How have European companies dealt with the shift in supply toward China and Asia?
“China is dominant in producing commoditised raw materials, as production and local consumption is growing strongly. However, in the wake of trade wars and fragile global supply chains, some voices call for a return of production to Europe and the US to diversify for supply risks. Currently we continue to see more capacity growth in China, partially also for strongly growing local consumption and availability of cheap financing.
“Many Western producers shifted their focus over the years into high-value, advisory, formulation services and innovative new products and solutions, away from commodity trading.
“Buyers and traders in such volatile, fragmented and opaque markets are seeking strategic insights that support their commercial decision making.”
What events in China have most affected the market?
“The Chinese government since 2017 took a very hard stance to improve environmental and work safety, ground water contamination and carbon dioxide emissions, so markets were nervous and volatile in previous years.”
“Markets overreact irrationally to such events, for instance many antibiotics and vitamins rose in price after a series of Mid-March and April 2019 accidents at producers like Tianjiayi Chemicals, Jiangsu Zhongdan Chemical, Tianhe Pharma and Dongxing Chemical. The market reacted with panic and players take profits.”
“Companies like NHU, Shandong Luwei, Northeast Pharmaceutical or Anhui Tiger and others have been expanding output.”
What does a digital exchange like Kemiex offer the industry?

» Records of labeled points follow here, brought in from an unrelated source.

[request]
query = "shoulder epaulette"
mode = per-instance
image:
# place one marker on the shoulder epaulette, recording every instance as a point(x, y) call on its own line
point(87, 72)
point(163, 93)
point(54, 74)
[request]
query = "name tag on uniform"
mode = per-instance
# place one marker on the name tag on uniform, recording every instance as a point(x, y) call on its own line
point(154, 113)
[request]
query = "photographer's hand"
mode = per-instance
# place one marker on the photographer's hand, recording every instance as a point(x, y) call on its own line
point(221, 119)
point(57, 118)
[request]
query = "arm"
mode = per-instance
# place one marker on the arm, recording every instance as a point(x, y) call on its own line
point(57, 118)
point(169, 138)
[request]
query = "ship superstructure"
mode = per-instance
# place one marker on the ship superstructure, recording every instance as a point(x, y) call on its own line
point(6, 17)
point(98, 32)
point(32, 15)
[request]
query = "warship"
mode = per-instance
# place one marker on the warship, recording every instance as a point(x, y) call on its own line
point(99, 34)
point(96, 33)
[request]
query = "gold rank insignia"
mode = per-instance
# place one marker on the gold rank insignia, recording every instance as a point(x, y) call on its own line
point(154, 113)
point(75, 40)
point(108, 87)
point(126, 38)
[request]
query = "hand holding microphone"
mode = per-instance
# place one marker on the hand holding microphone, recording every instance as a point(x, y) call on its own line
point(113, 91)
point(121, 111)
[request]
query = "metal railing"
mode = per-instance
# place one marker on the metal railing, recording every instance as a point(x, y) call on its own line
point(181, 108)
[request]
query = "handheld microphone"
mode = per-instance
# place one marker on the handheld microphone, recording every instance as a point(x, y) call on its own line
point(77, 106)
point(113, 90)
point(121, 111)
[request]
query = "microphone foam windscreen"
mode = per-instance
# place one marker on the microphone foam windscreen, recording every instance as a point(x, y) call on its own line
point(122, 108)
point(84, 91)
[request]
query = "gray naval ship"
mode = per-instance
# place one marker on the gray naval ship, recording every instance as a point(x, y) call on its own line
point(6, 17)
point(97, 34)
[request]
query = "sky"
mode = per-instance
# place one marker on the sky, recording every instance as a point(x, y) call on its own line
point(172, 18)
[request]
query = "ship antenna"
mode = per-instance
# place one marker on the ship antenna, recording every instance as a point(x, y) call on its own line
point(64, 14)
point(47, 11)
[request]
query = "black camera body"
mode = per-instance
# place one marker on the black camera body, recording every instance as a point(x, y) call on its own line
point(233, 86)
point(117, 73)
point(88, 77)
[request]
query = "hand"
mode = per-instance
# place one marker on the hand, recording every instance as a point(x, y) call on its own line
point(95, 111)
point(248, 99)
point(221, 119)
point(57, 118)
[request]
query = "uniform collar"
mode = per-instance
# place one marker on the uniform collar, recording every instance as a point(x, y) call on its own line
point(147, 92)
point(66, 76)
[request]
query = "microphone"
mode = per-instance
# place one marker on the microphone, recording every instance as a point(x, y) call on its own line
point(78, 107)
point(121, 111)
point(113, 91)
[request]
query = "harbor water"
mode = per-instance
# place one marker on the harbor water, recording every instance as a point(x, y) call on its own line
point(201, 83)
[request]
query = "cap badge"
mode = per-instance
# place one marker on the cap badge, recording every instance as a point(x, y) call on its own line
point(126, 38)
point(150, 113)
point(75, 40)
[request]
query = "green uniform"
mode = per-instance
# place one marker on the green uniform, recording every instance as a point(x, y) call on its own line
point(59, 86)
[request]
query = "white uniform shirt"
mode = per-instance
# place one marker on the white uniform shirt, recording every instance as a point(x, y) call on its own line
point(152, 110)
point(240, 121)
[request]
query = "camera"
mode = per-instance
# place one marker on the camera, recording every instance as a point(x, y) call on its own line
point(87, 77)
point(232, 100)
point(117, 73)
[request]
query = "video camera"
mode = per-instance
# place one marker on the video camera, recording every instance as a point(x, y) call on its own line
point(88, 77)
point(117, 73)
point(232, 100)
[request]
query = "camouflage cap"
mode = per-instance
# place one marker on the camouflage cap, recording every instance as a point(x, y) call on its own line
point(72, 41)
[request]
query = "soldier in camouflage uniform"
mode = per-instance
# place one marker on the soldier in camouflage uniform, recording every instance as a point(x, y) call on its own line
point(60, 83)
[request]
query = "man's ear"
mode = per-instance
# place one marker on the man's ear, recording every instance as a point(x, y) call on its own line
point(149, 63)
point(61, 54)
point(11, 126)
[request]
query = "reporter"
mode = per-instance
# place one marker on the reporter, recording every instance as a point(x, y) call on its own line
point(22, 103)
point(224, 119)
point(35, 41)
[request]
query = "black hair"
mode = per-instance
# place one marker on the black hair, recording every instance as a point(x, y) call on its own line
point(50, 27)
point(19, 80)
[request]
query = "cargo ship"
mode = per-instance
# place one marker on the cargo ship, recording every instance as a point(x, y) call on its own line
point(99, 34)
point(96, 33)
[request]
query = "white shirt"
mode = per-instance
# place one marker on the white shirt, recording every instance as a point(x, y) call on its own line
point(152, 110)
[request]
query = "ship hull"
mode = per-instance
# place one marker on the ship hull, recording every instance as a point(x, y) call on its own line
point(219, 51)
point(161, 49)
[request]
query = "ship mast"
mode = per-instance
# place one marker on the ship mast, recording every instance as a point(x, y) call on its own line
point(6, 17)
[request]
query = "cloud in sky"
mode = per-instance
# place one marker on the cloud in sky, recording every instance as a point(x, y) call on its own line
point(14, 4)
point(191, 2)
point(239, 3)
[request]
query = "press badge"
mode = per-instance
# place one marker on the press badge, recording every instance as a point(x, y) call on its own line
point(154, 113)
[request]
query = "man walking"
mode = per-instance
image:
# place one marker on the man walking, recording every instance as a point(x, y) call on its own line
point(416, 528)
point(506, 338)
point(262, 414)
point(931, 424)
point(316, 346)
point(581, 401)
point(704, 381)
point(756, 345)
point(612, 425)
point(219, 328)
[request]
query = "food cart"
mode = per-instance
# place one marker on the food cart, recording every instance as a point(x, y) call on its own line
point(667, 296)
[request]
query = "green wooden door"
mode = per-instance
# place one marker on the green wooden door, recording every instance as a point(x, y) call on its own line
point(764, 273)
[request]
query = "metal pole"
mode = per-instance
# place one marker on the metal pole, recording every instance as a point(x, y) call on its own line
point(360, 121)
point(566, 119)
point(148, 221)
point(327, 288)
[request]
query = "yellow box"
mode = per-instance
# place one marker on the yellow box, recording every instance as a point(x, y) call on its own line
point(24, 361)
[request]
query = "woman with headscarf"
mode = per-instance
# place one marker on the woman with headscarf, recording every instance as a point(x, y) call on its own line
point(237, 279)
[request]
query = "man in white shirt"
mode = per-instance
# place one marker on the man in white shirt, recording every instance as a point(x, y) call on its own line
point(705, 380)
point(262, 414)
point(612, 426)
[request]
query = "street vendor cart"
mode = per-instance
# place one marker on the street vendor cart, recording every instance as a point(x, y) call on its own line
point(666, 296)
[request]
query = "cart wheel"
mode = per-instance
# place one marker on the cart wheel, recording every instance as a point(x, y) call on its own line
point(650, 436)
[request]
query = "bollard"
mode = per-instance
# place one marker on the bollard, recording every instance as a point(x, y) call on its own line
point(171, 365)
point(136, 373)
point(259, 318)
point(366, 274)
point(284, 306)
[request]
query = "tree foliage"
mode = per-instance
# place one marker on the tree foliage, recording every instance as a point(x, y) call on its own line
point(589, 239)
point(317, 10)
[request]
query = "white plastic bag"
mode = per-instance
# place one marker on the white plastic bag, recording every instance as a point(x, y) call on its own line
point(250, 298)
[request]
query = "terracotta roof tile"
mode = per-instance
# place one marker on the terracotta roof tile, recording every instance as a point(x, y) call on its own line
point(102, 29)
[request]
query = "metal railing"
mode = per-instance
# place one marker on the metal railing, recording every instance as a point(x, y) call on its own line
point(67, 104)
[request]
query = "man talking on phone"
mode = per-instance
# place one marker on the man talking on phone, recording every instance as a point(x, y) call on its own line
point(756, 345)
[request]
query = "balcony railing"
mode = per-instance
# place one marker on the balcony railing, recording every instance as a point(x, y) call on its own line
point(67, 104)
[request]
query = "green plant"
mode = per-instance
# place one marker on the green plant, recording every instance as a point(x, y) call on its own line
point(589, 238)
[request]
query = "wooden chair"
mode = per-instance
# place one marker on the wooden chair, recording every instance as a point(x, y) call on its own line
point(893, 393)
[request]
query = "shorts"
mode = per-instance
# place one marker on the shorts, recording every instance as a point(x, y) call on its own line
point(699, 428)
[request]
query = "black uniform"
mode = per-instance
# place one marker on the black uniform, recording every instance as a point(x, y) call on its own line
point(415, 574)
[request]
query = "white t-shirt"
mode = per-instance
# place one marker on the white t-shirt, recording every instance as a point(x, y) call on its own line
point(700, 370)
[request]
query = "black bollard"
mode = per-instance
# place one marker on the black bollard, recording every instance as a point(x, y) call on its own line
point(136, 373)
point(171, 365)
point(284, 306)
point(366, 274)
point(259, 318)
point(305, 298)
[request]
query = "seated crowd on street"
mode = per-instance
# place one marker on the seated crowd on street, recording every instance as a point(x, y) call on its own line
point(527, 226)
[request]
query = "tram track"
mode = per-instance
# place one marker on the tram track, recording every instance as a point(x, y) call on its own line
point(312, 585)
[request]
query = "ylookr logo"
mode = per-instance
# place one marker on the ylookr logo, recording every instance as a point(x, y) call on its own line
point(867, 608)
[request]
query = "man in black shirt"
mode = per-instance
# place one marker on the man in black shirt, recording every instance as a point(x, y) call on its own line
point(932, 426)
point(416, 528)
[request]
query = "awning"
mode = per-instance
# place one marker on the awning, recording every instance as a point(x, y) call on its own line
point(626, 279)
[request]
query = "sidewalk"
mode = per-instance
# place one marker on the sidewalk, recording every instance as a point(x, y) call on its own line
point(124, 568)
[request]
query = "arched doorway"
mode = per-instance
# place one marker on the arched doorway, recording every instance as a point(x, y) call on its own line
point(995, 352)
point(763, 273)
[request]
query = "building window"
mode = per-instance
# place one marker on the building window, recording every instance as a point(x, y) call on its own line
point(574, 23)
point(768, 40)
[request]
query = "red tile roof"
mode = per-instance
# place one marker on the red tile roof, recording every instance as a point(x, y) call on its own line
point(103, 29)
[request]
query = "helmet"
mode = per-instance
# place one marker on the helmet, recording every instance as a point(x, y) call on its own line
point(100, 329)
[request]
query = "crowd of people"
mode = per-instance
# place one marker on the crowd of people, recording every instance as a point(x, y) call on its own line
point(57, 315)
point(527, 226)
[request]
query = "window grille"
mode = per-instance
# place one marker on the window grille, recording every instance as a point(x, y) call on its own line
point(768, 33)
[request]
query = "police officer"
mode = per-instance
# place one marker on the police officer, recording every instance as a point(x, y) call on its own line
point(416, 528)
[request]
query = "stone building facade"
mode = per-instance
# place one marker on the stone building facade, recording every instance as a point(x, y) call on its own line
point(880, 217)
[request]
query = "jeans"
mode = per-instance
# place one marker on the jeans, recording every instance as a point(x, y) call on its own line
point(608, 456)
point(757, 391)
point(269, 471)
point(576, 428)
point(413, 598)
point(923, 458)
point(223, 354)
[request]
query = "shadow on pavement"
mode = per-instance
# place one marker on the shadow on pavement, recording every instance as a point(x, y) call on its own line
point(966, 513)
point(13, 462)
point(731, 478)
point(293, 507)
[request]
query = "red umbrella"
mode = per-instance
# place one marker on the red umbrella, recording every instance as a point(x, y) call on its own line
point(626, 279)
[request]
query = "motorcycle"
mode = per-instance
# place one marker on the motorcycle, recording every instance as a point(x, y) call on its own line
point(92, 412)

Kemies aims to solve some of the biggest challenges in chemicals purchasing especially in tight markets:
- Getting the right product – product availability with quality and specification controls.
- Getting it efficiently and conveniently without travel, dozens of calls, and beyond known sources.
- Getting it at the right price.”
“Kemiex has seen bulk raw materials valued at €125min the first half of 2019 offered through our network and platform, with spot deals ranging from €10,000 to €2m.”
“We perform financial checks through our strategic alliance partner Atradius credit insurance and perform a quality assessment through a standardised Quality Management System developed by our partner and seasoned quality consultant for major pharma companies, Dr. André Rieks.”